The Metro Council in recent months passed bus bench contracts for Giraffe Advertisement and Geaux Benches, but the two agency contracts don’t have any caps on how many benches they can place or restrictions on what kind of advertising they can put on the benches.
The city-parish collects 10 percent of ad revenue in exchange for allowing the benches to be placed in public rights of way.
Tugwell’s contract limits him to 300 benches, and attempts to address many of the issues council members have raised regarding problems with the previous two contracts.
The Capital Area Transit System, which provides bus service in the parish, has said it intends to place about 100 of its own covered and lit bus shelters at stops next year.
There are about 2,000 bus stops.
Tugwell said about 140 of his company’s bus benches are on state roads, which will have to be pulled up by the end of the year to comply with state policies.
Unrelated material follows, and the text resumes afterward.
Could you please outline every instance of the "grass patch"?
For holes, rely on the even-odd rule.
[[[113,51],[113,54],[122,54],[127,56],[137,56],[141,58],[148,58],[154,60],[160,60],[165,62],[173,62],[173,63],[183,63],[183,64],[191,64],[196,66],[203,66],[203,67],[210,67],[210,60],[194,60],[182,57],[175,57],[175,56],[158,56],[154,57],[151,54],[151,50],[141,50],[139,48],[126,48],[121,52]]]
The Department of Transportation and Development mandated the bus benches can not be in the rights of way of state roads, unless permitted by a local governing entity permits it. CATS has denied the permitting.
“They’ve made us jump through hoops for the last three months and we’ve done everything they asked of us,” Tugwell said, referring to his interactions with the Metro Council. “They’ve worn us down. This hurts our company and it hurts the city.”
Councilman Trae Welch said he doesn’t think it’s over because the city-parish still has a problem with the proliferation of bus benches by the other two companies. He said he would still like to figure a way to use permitting for state roads as leverage to get the other companies to sign more restrictive contracts.